Now the questions: Is there someone who has already experienced this behavior ? Is there someone who can tell me when Kafka decides to reset its offset whether the auto.offset.reset is largest or smallest ?

Thank you.

1
I'm encountering this same issue, have you found any additional information?spuder
Hi spuder, we no longer have this issue but to be honest we do not know really why it disappeared. We saw that one of the broker was deficient and had issues to contact zookeeper.

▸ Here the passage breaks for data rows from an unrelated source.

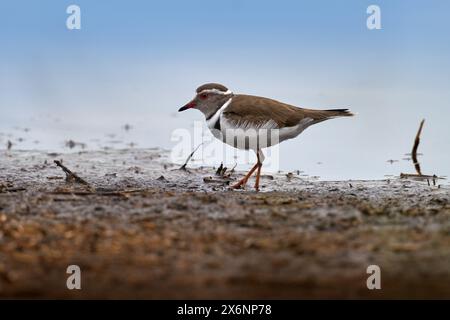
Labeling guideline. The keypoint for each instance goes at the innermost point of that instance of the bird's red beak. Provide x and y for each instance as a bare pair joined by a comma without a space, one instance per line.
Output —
190,105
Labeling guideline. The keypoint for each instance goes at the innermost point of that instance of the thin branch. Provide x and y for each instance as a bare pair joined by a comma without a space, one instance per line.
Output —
183,167
71,175
416,145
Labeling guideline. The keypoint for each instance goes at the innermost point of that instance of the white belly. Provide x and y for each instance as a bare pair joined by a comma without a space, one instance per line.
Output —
265,136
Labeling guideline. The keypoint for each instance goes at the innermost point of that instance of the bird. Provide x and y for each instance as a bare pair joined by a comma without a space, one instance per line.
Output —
253,123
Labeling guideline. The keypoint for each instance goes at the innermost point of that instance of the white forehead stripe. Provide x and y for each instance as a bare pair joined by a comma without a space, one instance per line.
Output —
216,91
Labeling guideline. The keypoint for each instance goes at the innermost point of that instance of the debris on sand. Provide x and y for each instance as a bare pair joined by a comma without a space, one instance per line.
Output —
72,144
71,176
419,175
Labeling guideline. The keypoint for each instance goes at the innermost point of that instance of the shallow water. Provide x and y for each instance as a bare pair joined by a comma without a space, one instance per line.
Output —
311,158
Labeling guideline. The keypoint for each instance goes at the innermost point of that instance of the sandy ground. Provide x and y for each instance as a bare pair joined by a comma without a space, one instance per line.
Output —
149,231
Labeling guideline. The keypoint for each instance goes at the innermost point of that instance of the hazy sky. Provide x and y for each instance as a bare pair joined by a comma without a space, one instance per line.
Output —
138,61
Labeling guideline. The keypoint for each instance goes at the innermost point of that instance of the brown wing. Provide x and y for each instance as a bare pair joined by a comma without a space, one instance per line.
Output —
259,111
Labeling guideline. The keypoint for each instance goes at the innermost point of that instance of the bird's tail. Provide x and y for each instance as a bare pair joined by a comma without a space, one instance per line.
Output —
333,113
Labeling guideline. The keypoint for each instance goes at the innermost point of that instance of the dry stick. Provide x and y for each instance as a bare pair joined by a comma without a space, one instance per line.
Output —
183,167
70,174
414,151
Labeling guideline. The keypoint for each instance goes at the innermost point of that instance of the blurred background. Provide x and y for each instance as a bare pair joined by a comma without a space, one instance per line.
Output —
119,81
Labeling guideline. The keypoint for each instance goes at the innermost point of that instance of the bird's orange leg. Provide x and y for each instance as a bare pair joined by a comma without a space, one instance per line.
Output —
244,180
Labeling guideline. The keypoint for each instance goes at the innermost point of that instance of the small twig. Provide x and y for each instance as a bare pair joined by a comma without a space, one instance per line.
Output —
183,167
71,175
414,150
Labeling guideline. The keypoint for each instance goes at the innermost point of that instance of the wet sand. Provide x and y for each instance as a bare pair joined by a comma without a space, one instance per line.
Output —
150,231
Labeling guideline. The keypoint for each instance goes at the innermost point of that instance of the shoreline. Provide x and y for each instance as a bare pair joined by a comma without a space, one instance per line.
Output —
148,231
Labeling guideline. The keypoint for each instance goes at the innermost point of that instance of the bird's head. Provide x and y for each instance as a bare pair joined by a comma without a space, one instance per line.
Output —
208,99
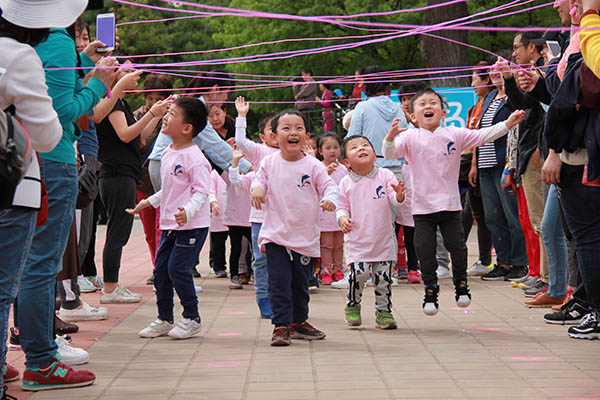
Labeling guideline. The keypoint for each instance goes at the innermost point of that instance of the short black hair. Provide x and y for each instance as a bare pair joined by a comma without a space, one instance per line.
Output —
348,139
262,122
328,135
372,88
290,111
194,112
424,92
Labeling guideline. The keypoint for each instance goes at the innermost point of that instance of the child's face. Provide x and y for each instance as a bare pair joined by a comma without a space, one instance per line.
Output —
330,150
152,98
268,137
359,155
291,135
174,124
428,111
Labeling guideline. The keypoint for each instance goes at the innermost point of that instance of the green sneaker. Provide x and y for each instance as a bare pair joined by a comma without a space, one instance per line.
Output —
352,315
385,320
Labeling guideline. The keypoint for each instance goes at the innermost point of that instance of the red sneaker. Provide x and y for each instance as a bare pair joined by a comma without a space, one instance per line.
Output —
56,376
9,373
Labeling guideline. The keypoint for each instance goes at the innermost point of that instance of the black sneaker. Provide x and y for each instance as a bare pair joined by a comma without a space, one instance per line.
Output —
13,342
516,272
589,328
304,330
461,293
539,286
497,274
569,314
430,304
281,336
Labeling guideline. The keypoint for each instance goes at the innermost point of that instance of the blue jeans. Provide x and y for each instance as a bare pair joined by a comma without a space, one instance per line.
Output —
556,245
580,204
261,274
502,218
16,232
177,255
38,283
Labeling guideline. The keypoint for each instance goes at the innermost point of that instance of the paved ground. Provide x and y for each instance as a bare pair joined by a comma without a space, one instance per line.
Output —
497,348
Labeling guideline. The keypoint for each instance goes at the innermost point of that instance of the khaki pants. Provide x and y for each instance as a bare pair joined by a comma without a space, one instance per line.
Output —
532,185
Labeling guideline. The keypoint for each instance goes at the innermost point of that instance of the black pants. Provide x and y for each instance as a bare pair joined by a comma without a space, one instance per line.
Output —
412,262
288,284
236,233
473,209
217,259
118,194
454,240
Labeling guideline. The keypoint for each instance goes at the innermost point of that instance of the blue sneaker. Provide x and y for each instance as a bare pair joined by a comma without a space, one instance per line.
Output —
265,308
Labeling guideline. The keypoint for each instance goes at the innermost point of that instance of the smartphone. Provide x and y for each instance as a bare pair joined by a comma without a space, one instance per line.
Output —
553,48
105,31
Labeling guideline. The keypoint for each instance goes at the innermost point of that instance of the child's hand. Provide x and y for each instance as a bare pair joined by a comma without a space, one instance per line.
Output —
346,224
242,107
180,216
308,150
515,118
327,205
257,197
140,206
399,189
214,207
395,130
331,168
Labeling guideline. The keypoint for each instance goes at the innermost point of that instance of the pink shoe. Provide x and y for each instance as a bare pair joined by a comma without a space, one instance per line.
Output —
338,276
414,277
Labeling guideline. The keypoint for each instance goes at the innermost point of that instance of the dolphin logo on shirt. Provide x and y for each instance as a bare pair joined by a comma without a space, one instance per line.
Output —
305,181
177,171
379,193
450,149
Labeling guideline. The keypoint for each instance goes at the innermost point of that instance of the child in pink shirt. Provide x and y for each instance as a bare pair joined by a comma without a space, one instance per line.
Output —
184,220
218,227
433,153
332,237
366,216
291,187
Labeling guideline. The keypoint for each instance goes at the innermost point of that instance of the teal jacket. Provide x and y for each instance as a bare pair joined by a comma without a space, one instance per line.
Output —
70,98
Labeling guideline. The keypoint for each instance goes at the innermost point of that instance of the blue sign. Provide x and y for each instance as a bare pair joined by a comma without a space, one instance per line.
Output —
459,101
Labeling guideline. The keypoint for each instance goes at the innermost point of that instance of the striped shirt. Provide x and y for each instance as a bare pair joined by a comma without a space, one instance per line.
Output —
487,152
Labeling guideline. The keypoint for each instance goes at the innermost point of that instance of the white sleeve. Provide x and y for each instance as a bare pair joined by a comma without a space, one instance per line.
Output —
195,204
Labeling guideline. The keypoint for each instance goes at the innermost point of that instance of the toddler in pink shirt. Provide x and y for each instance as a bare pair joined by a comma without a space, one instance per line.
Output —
291,187
433,153
184,220
369,197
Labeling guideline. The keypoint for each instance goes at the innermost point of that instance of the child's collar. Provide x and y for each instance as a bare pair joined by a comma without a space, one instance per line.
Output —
356,177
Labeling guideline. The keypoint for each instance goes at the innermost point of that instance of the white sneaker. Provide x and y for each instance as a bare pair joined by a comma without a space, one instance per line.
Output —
156,329
119,295
85,286
85,313
70,355
443,273
341,284
478,269
185,329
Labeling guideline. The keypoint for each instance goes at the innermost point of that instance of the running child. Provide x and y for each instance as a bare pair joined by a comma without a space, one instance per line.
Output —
332,237
291,187
365,215
185,217
433,153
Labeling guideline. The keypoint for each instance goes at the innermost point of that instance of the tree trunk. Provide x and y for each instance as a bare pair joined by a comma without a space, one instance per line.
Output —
442,53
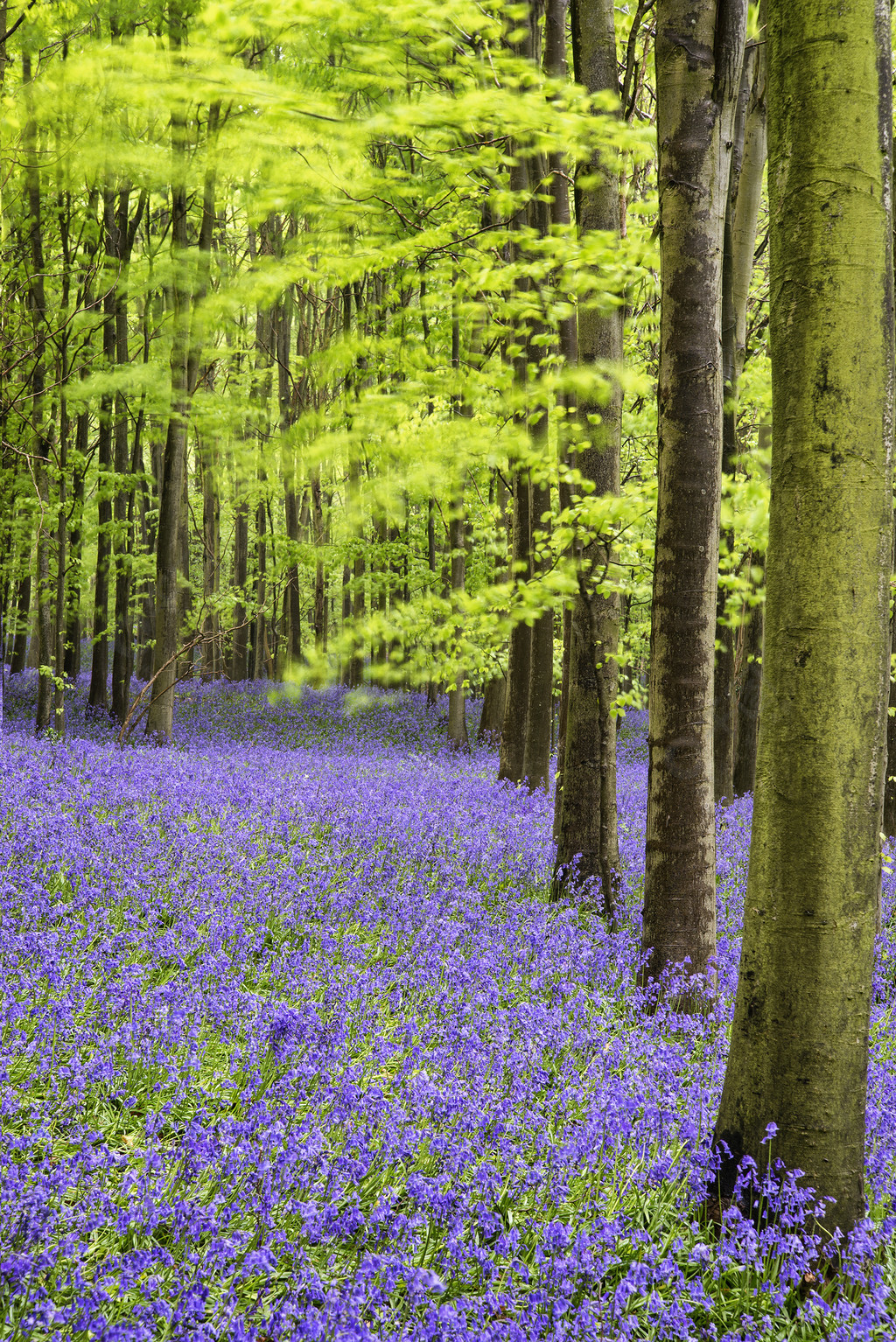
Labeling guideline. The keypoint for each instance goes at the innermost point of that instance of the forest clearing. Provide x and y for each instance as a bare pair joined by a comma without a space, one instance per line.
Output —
297,1047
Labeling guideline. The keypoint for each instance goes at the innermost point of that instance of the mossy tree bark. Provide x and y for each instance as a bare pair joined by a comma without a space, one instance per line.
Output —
513,731
699,52
586,828
745,754
800,1039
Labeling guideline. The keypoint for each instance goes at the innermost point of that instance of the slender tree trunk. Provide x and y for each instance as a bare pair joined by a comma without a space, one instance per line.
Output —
699,52
800,1038
38,304
536,749
123,505
171,486
98,691
890,786
745,190
261,590
745,760
75,541
493,713
586,828
211,560
458,736
239,663
20,630
513,731
319,572
432,686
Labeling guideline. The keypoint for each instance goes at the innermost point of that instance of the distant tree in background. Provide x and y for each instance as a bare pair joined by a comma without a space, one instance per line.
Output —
800,1038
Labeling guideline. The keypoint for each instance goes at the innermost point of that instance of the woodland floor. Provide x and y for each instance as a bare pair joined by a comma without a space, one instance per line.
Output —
296,1047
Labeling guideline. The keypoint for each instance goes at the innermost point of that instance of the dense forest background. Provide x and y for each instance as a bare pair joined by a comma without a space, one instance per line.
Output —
290,313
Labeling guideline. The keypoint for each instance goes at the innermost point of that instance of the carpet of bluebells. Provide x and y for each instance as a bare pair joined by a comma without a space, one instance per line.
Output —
294,1045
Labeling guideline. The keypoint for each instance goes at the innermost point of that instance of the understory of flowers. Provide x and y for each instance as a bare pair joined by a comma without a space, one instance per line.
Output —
294,1045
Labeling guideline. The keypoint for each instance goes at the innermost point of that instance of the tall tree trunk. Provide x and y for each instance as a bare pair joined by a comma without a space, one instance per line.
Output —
38,304
586,828
699,52
98,691
493,713
745,190
241,663
319,572
123,507
75,542
211,561
536,749
513,730
745,757
458,736
800,1038
160,718
432,686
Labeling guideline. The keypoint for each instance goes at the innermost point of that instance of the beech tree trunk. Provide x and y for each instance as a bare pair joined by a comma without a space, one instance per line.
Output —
586,823
458,736
98,691
699,52
123,504
745,754
239,662
745,191
513,730
536,751
800,1039
161,711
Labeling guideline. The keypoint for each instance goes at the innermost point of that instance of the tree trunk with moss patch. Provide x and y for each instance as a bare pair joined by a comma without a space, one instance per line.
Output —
586,828
699,52
800,1039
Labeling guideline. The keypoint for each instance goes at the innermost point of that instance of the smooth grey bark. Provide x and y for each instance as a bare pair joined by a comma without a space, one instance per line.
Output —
458,736
586,826
745,192
800,1037
699,52
745,756
513,730
123,502
98,691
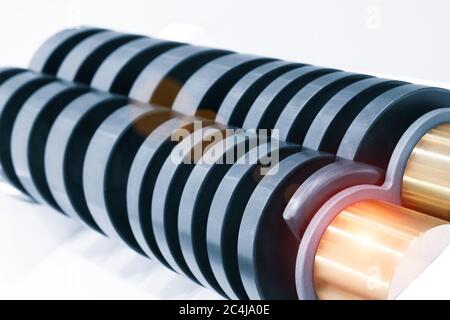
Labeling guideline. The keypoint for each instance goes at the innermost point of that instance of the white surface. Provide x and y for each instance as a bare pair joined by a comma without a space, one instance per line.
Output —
44,255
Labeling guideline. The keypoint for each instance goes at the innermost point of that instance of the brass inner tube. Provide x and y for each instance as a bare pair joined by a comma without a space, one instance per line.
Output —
374,250
426,180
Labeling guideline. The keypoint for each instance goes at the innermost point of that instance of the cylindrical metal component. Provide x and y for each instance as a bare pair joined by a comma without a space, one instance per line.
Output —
373,250
426,181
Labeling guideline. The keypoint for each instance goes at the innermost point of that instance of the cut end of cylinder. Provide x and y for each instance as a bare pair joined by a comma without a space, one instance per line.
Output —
374,250
426,180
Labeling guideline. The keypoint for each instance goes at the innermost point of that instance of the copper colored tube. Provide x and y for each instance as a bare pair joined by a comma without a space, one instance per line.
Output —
426,181
373,250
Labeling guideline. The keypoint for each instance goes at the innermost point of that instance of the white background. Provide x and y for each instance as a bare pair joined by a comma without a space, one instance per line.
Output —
44,255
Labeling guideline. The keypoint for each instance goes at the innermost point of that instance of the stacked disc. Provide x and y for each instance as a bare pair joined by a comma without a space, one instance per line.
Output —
106,126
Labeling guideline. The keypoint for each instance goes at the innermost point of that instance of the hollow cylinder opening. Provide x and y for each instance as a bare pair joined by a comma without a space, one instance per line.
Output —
374,250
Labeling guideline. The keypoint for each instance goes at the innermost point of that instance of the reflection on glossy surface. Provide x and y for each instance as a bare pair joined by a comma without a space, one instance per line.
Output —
426,181
373,250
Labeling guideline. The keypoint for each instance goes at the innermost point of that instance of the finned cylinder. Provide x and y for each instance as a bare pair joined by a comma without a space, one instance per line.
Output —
426,180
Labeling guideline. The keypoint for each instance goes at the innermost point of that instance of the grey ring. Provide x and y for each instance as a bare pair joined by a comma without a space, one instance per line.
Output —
143,174
13,94
49,56
330,124
239,99
196,200
154,74
266,109
226,212
58,154
166,197
75,59
116,130
30,134
219,76
296,118
374,133
110,68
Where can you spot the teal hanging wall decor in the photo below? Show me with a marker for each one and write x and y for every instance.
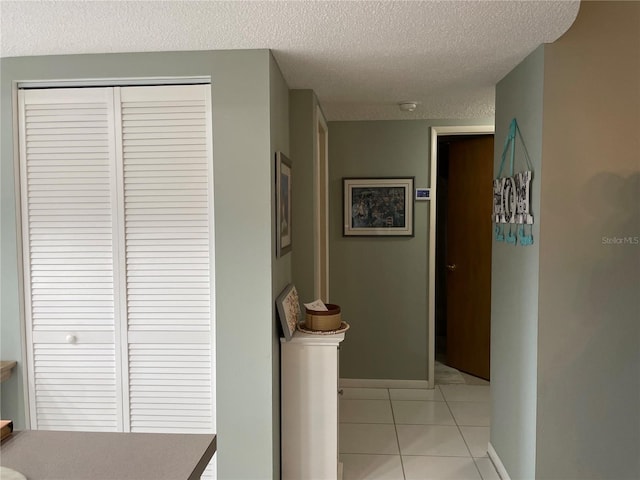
(512, 195)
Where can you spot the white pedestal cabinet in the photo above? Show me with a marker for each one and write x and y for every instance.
(309, 416)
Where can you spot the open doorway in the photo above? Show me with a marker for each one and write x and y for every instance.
(447, 270)
(463, 253)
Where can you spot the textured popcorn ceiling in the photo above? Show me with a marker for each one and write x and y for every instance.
(360, 57)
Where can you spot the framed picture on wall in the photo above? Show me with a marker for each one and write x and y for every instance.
(378, 206)
(283, 204)
(289, 311)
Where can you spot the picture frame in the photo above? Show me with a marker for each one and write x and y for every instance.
(289, 311)
(378, 206)
(283, 205)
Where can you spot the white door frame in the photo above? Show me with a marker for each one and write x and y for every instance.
(437, 131)
(321, 211)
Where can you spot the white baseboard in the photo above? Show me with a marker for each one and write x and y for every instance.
(495, 459)
(381, 383)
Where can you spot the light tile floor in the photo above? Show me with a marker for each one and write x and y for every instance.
(411, 434)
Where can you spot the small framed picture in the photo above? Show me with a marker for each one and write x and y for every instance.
(378, 206)
(283, 203)
(289, 311)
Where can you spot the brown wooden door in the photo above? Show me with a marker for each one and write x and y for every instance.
(469, 230)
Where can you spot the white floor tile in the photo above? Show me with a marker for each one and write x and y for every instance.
(477, 439)
(416, 394)
(487, 470)
(368, 438)
(371, 467)
(466, 393)
(440, 468)
(366, 393)
(365, 411)
(414, 412)
(431, 440)
(474, 414)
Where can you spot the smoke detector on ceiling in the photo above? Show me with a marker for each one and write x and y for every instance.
(407, 106)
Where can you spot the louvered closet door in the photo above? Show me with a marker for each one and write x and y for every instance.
(67, 197)
(168, 226)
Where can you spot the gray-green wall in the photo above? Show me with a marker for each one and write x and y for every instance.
(381, 283)
(576, 298)
(304, 155)
(279, 109)
(245, 87)
(589, 305)
(514, 281)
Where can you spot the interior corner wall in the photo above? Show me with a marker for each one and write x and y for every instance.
(589, 305)
(243, 203)
(381, 283)
(514, 280)
(279, 111)
(304, 154)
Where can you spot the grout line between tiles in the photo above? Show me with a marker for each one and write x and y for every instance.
(395, 428)
(463, 437)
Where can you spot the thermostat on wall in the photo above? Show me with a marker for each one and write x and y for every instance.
(423, 194)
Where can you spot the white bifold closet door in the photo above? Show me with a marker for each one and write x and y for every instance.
(117, 222)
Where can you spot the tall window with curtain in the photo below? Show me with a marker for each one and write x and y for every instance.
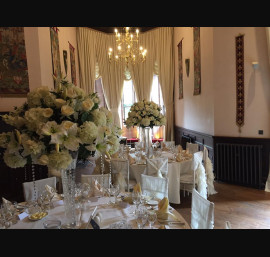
(156, 96)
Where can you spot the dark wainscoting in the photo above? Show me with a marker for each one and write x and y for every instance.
(236, 160)
(182, 136)
(11, 179)
(242, 161)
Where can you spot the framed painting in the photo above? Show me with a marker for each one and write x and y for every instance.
(197, 60)
(55, 53)
(180, 69)
(72, 64)
(14, 79)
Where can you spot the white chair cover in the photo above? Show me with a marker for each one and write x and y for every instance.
(167, 144)
(157, 167)
(209, 172)
(192, 148)
(198, 176)
(228, 225)
(29, 190)
(104, 180)
(202, 212)
(120, 167)
(154, 186)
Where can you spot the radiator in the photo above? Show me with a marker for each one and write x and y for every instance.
(239, 164)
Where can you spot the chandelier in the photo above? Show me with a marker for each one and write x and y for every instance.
(128, 49)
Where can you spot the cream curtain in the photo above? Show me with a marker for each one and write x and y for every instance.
(93, 49)
(86, 41)
(113, 75)
(142, 73)
(165, 62)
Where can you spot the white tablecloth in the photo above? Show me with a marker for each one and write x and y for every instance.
(109, 213)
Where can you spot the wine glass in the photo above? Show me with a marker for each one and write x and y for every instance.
(141, 217)
(152, 217)
(116, 192)
(136, 199)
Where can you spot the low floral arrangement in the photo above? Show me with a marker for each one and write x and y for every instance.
(51, 125)
(145, 114)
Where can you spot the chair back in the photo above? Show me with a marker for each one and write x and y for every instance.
(202, 212)
(166, 145)
(192, 148)
(104, 180)
(29, 188)
(157, 167)
(154, 186)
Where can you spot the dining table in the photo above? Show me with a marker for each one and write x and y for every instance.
(175, 170)
(110, 215)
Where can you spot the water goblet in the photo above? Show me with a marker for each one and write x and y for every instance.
(141, 217)
(116, 192)
(152, 217)
(136, 199)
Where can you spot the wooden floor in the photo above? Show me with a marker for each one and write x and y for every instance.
(245, 208)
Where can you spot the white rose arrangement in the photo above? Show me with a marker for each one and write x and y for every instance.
(52, 124)
(145, 114)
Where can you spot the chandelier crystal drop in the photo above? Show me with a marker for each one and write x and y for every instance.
(127, 47)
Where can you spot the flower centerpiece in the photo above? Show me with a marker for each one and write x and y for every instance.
(57, 128)
(53, 124)
(145, 115)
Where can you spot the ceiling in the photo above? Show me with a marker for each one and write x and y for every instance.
(111, 29)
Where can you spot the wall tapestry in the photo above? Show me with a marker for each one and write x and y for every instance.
(240, 79)
(14, 80)
(65, 60)
(55, 53)
(72, 64)
(197, 60)
(180, 69)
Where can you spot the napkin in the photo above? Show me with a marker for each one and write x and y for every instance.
(120, 180)
(98, 218)
(5, 201)
(137, 188)
(163, 209)
(180, 148)
(51, 191)
(98, 190)
(131, 160)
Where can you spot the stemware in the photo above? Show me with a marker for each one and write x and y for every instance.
(152, 217)
(116, 192)
(136, 199)
(141, 217)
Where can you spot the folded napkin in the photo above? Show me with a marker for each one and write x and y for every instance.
(98, 218)
(5, 201)
(120, 180)
(98, 190)
(131, 159)
(51, 191)
(137, 188)
(180, 148)
(163, 209)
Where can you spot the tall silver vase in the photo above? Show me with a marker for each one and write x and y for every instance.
(146, 139)
(68, 183)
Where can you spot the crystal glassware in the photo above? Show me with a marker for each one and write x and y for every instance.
(141, 217)
(152, 217)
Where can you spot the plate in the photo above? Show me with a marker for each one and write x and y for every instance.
(37, 216)
(152, 202)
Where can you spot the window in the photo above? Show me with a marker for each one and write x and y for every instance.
(128, 99)
(100, 92)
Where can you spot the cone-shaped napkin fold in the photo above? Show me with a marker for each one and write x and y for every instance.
(137, 188)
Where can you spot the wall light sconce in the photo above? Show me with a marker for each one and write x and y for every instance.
(255, 65)
(187, 62)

I know its not a sufficient answer but did you tried to reboot your kafka brokers ? It seems that it solved our issue.Gnarik
Looks related to this issue stackoverflow.com/questions/22563401/… I suspect it is a problem with too aggressive timeouts while communicating with zookeeper.spuder
I am also facing the same issue...did u find any solution? if yes please let me know what should i do?Sachin M Sharma

1 Answers

4
votes

What's happening is you are depiling your topic too slowly for a while.

Kafka has a retention model which is not based on whether consumer got the data, but on disk usage and/or period. At some point, you get too late, and the next message you need has already been wiped out, and isn't available anymore, due to kafka having cleaned the data. Hence the Current offset 45268422051 for partition [MyTopic,0] out of range; reset offset to 1948447612 messages.

Your consumer then applies your reset policy to bootstrap itself again, in your case smallest.

It's a common issue when you have bursty workflows, and sometimes fall out of the data retention range. It probably disappeared because you improved your depiling speed, or increased your retention policy to be able to survive bursts.